Si cette crise peut permettre à d’autres acteurs de la fête de tirer leur épingle du jeu (petits formats, petits rassemblements), cela serait également bénéfique pour toute la scène : mise en avant d’artistes émergents, intérêt grandissant du public pour la scène dans sa globalité et plus seulement que pour les 20 ou 30 plus gros artistes internationaux. Il ne faut cependant pas oublier que les gros rassemblements (festivals, warehouse etc…) font également partie de notre écosystème et qu’ils doivent perdurer pour faire vivre tous les acteurs de la fête (équipes techniques, administratives, artistes, prestataires, agents etc…).

Quoiqu’il arrive la fête a toujours sur se réinventer et affronter différents défis.

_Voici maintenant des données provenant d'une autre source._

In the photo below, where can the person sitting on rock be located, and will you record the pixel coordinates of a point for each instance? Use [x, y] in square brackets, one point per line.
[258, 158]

Je ne suis absolument pas inquiet pour son avenir, si la fête doit reprendre le chemin de l’illégalité ou du moins une forme plus sauvage durant quelques années, elle reviendra un jour ou l’autre dans nos clubs et nos salles de concert car une industrie culturelle ne peut aujourd’hui survivre sans un appui public et institutionnel.

« Les mesures imposées par la crise sanitaire vont à l’encontre même de la nature de la fête. »

Le Rex Club est aujourd’hui considéré comme un temple de la musique électronique à travers le monde, qu’est ce qui selon toi, lui permet de perdurer et de se renouveler?

Je pense qu’il s’agit avant tout de son histoire, de sa stabilité et de tout ce que représente le Rex sur la scène internationale. Il est et restera une institution de la nuit et de la musique électronique, le Rex a toujours su s’adapter aux différents courants musicaux mais a également traversé les nombreuses crises de ces 30 dernières années.

En plus de sa notoriété, le club bénéficie d’une image de stabilité et de confiance que ce soit concernant l’accueil, la technique et le public. Ces atouts, développés par toutes les équipes qui ont porté le Rex durant plus de 30 ans, font du club une place forte incontournable de la scène internationale tant pour les artistes, le public et les professionnels du secteur.